Pretexto para o título



Frequentemente pergunto-me, como tantos outros se perguntaram antes, se o excesso de informação acaba por desembocar na desinformação. Esse fenómeno costuma produzir-se quando do que se trata é comunicar à sociedade factos escandalosos e complicados.

Intui-se que alguma coisa não foi bem feita e procura-se imediatamente o responsável do desaguisado, mas alguns especialistas no mundo dos média começam, então, uma veloz corrida a novos dados que se sobrepõem uns aos outros até que, ao cabo de três ou quatro dias, já não sabemos, de ciência certa, qual foi a origem do problema.

No aglomerado dos dados e das declarações, os verdadeiros responsáveis fogem de novo para o paraíso do anonimato. Ficam uns poucos rastos, mas já nada é o mesmo.

Os demasiados números, os comparsas convidados, os atalhos jornalísticos e as fobias partidárias, acabam por cansar a sociedade e, o que no princípio era um caso escandaloso, converte-se em fruta do tempo.

Durante anos cheguei a pensar que essa dissolução dos factos mais pungentes na actualidade era devida à maquiavélica engenharia dos artesãos da ocultação. Mas, o tempo levou-me a uma conclusão muito mais trágica.

Concretamente: a desinformação da qual se queixam as pessoas é o resultado da sua própria maneira de se aproximar dos meios. Em tempos complicados como os que vivemos, mais dum leitor, dum ouvinte ou dum espectador deixou de procurar meios de informação e revolta-se, considerando-os simples meios de confirmação.

Alguma imprensa já não reflecte uma mudança de realidade, convertendo-se no consolo ritual daqueles que não querem ver uma realidade diferente da que lhes justifica a sua simpatia política, as suas manias e formas de ver. E para isso, surge esse jornalismo titular, de declamações fora de contexto ou a perversa exaltação telemática de rumores demasiado repetidos.

Incapazes de enfrentar uma análise política do muito que nos está a suceder, os actos políticos ou pré-políticos dedicam-se a fazer o caldo gordo do que só são polémicas de entretenimento.

Como dizia o poeta: “quando já nada se espera pessoalmente exaltante, recorremos a estranhos jogos nos quais só vale o branco e o preto.” É o que está a acontecer no nosso país.

E todos podemos escrever em todos os tons cinzentos. O autor já pode reflectir sobre os direitos das minorias ou os direitos dos animais. O escritor já pode fazer certos encaixes para separar o grão legislativo da palha da indignação. Nada disso é importante, porque a chamada opinião pública, na sua grande maioria, não atende a razões.

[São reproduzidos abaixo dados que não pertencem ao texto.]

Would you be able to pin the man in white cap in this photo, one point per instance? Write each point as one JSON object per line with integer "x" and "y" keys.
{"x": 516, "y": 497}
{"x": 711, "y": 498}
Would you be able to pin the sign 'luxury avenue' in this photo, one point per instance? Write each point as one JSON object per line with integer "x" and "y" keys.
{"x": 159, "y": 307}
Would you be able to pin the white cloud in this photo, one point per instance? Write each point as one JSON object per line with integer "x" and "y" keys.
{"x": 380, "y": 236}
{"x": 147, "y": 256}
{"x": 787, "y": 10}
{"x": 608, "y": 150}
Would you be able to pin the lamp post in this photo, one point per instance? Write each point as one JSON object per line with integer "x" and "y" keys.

O século XX significou, na Europa, um espectacular salto em frente na alfabetização universal das suas gentes.

Mas, no século XXI, submetidos a uma informação inflacionária, há motivos para nos perguntarmos para que serve o conhecimento da palavra escrita se uma boa parte da sociedade renunciou à leitura, ao esforço pela compreensão ou a simples reflexão.


Vivemos numa sociedade em que os argumentos não se consomem porque exigem um esforço excessivo. Pelos vistos, é mais credível uma frase extemporãnea ou uma assinatura dum manifesto. Pensar? Que é isso?

O fácil é classificar para desautorizar. Vociferar para não duvidar, acreditar no rumor para continuar a crer na própria fé. A escrita já é só um pretexto para o título.

Como disse Eça de Queirós: «A fraqueza dos homens vivifica e anula as instituições mais fortes.»